2nd Workshop for Natural Language Processing Open Source Software (NLP-OSS)

19 Nov 2020 @ EMNLP 2020 (Virtual Workshop)

With great scientific breakthrough comes solid engineering and open communities. The Natural Language Processing (NLP) community has benefited greatly from the open culture in sharing knowledge, data, and software. The primary objective of this workshop is to further the sharing of insights on the engineering and community aspects of creating, developing, and maintaining NLP open source software (OSS), which we seldom talk about in scientific publications. Our secondary goal is to promote synergies between different open source projects and encourage cross-software collaborations and comparisons.

We refer to Natural Language Processing OSS as an umbrella term that not only covers traditional syntactic, semantic, phonetic, and pragmatic applications; we extend the definition to include task-specific applications (e.g., machine translation, information retrieval, question-answering systems), low-level string processing that contains valid linguistic information (e.g. Unicode creation for new languages, language-based character set definitions) and machine learning/artificial intelligence frameworks with functionalities focusing on text applications.

In the earlier days of NLP, linguistic software was often monolithic and the learning curve to install, use, and extend the tools was steep and frustrating. More often than not, NLP OSS developers/users interact in siloed communities within the ecologies of their respective projects. In addition to the engineering aspects of NLP software, the open source movement has brought a community aspect that we often overlook in building impactful NLP technologies.

An example of precious OSS knowledge comes from SpaCy developer Montani (2017), who shared her thoughts and challenges of maintaining commercial NLP-OSS, such as handling open issues on the issue tracker, model release and packaging strategy and monetizing NLP OSS for sustainability.

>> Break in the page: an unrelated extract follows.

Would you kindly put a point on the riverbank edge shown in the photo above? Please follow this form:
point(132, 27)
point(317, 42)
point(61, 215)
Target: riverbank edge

More recently, the Transformers library created by Hugging Face, has gathered much interest from the community by open sourcing implementations to use pretrained weights of BERT-like models, in a clean and well-organized structure. The interoperability of various pretrained models trained with different tools in one library enables quick benchmarking across the models, as well as developing best practices for reading/saving serialized interoperable models.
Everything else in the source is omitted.